Furthermore, people with SCI had seven times the risk of having
increased
levels of negative psychological states typical of people with a
psychiatric
disorder compared to the able-bodied controls (20% of the SCI people
had
elevated levels of negative psychological states). It is possible that
some
questionnaires (such as the Beck Depression Inventory) inflate negative
mood
scores because they contain items biased towards medical complications
associated with SCI (eg. items that focus on sleep, weight and physical
performance). However, inspection of the items in the POMS suggests
this is not
a problem, as items require subjects to respond to 60 adjectives about
how they
feel. Therefore, the elevated POMS scores associated with SCI more than
likely
reflect valid increases in self-reported negative psychological states.
This
finding is somewhat concerning given that the participants had been
living in
the community on average 11 years after their injury, and were people
who were
getting on with their lives. They were not psychologically upset people
recruited from hospital wards due to complications or mental health
problems.
Clearly, the findings have implications for current psychosocial
strategies
being used during and after rehabilitation.
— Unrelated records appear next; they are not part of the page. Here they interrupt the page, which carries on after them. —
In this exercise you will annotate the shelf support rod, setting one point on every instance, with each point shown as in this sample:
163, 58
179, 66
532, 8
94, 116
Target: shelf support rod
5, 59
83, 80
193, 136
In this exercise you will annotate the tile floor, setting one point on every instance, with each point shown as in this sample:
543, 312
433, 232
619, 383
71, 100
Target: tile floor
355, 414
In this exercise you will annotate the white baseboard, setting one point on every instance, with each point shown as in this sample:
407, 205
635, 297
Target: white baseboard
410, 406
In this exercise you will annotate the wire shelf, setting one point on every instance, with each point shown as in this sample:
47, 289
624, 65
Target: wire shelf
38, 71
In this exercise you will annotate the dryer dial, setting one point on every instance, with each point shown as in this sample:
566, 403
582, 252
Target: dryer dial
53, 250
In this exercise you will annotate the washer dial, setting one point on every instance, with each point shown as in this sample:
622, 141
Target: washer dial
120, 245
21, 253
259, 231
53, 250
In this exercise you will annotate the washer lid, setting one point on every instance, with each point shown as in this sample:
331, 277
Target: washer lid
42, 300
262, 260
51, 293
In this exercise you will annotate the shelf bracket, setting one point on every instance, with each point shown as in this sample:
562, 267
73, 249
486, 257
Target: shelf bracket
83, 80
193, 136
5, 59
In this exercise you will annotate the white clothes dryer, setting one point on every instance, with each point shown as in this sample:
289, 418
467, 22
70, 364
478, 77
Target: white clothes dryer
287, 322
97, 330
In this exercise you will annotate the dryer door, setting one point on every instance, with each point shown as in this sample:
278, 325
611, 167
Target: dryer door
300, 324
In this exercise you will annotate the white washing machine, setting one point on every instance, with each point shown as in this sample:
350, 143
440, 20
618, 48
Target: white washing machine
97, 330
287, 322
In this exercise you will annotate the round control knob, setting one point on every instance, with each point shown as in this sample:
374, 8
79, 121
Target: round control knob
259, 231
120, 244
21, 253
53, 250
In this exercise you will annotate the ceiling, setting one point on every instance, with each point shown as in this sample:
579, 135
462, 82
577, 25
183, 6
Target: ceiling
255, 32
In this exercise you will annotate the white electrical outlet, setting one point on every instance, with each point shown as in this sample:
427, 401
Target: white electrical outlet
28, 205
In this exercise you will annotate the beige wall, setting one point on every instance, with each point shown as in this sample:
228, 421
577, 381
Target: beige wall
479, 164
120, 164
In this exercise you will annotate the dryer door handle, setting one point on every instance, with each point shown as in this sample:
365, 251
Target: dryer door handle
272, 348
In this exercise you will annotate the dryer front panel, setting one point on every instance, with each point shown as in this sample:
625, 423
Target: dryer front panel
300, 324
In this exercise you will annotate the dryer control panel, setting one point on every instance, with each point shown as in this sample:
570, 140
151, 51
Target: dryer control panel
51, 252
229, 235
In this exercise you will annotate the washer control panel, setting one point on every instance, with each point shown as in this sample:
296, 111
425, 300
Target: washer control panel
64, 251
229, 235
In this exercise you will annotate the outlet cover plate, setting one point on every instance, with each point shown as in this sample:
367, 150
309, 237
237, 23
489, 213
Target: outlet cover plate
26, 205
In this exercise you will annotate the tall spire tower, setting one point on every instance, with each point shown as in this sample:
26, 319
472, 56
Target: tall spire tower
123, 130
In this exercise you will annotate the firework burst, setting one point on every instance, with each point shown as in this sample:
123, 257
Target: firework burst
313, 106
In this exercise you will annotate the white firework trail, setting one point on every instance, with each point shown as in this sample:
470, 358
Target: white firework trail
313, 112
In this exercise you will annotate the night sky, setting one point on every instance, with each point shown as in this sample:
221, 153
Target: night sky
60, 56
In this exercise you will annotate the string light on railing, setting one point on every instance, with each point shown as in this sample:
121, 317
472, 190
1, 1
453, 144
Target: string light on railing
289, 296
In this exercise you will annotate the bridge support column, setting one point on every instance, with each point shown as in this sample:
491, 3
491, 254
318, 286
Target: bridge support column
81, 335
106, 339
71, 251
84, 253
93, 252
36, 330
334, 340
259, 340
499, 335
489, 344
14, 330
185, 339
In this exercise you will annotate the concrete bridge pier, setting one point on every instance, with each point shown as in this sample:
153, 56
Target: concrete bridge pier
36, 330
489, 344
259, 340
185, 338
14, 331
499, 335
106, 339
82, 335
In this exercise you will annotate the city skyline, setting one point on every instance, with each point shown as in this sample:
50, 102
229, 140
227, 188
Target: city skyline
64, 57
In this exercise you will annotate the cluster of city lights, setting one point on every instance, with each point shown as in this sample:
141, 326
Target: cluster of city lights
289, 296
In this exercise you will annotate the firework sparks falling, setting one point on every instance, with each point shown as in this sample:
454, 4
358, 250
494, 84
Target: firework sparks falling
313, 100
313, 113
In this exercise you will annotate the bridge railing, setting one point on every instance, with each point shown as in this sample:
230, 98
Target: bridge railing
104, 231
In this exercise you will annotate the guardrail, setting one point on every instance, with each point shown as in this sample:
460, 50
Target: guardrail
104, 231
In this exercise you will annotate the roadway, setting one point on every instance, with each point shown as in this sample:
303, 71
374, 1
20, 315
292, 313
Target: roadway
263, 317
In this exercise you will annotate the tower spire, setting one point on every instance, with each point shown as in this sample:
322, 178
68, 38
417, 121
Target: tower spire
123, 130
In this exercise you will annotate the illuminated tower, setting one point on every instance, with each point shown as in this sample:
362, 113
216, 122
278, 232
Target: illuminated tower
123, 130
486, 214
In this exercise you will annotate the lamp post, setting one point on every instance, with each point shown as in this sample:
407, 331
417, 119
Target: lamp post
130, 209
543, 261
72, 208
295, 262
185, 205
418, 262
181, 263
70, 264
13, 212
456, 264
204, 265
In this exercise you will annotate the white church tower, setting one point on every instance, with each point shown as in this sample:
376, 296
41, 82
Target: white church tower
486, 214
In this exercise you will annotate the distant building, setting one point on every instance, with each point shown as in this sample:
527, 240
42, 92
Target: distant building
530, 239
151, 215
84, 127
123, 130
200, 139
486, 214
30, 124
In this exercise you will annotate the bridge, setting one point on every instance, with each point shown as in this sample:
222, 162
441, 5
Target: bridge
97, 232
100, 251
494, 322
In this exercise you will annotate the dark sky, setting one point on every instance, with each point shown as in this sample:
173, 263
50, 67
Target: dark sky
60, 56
One limitation in this study was the use
of only a
self-report questionnaire to assess psychological states. Future
research therefore
needs to utlize a comprehensive range of assessment including
diagnostic clinical
interviews designed to detect psychopathology. However,
as stated above, the findings of this
paper have revealed possible challenges for current rehabilitation
strategies
designed to counter negative psychological states. Further research
should
assess and gather best evidence regarding treatments that can reduce
psychological states in SCI people during rehabilitation, as this may
then
reduce the prevalence of negative states in the long-term by assisting
the
person with SCI to maintain a healthy mental health and adjustment
(Craig et
al., 1998). Potential treatments include pharmacological therapies to
counter
psychopathology such as depression, as well as non-pharmacotherapies
such as cognitive
behavioral therapy or other psychosocial therapies known to be
beneficial for
improving psychological status. It is crucial however, that
psychosocial and
mental health be seen as important outcomes for rehabilitation
following SCI
(Middleton et al., 2007).
It is also becoming clear that our
knowledge about the
association between negative psychological states and SCI needs
clarification. Ten
years ago rehabilitation researchers and clinicians were calling for
comprehensive
research that could clarify the nature of the psychological reaction of
people
to SCI (Elliott & Frank, 1996; Jacobs, Zachariah & Bhattacharji, 1995). Unfortunately, little has
changed today. We need to determine the prevalence of people with SCI
who develop
despondency or mild depressive disorder (eg. elevated negative
psychological
states) as distinct to a major depressive disorder (MDD), dysthymia or
possibly
adjustment disorder. We also need to determine how many people with SCI
develop
depressive symptoms due to a primary anxiety disorder such as PTSD. The influence of
pre-morbid psychopathological
factors on psychopathology both during and after rehabilitation also
needs
clarification. Clearly, prospective
research needs to be conducted to resolve the gaps in our
knowledge about the association between SCI and negative psychological
states. Such
comprehensive data could well lead to an improvement
in rehabilitation strategies that address the
psychosocial needs of people with SCI.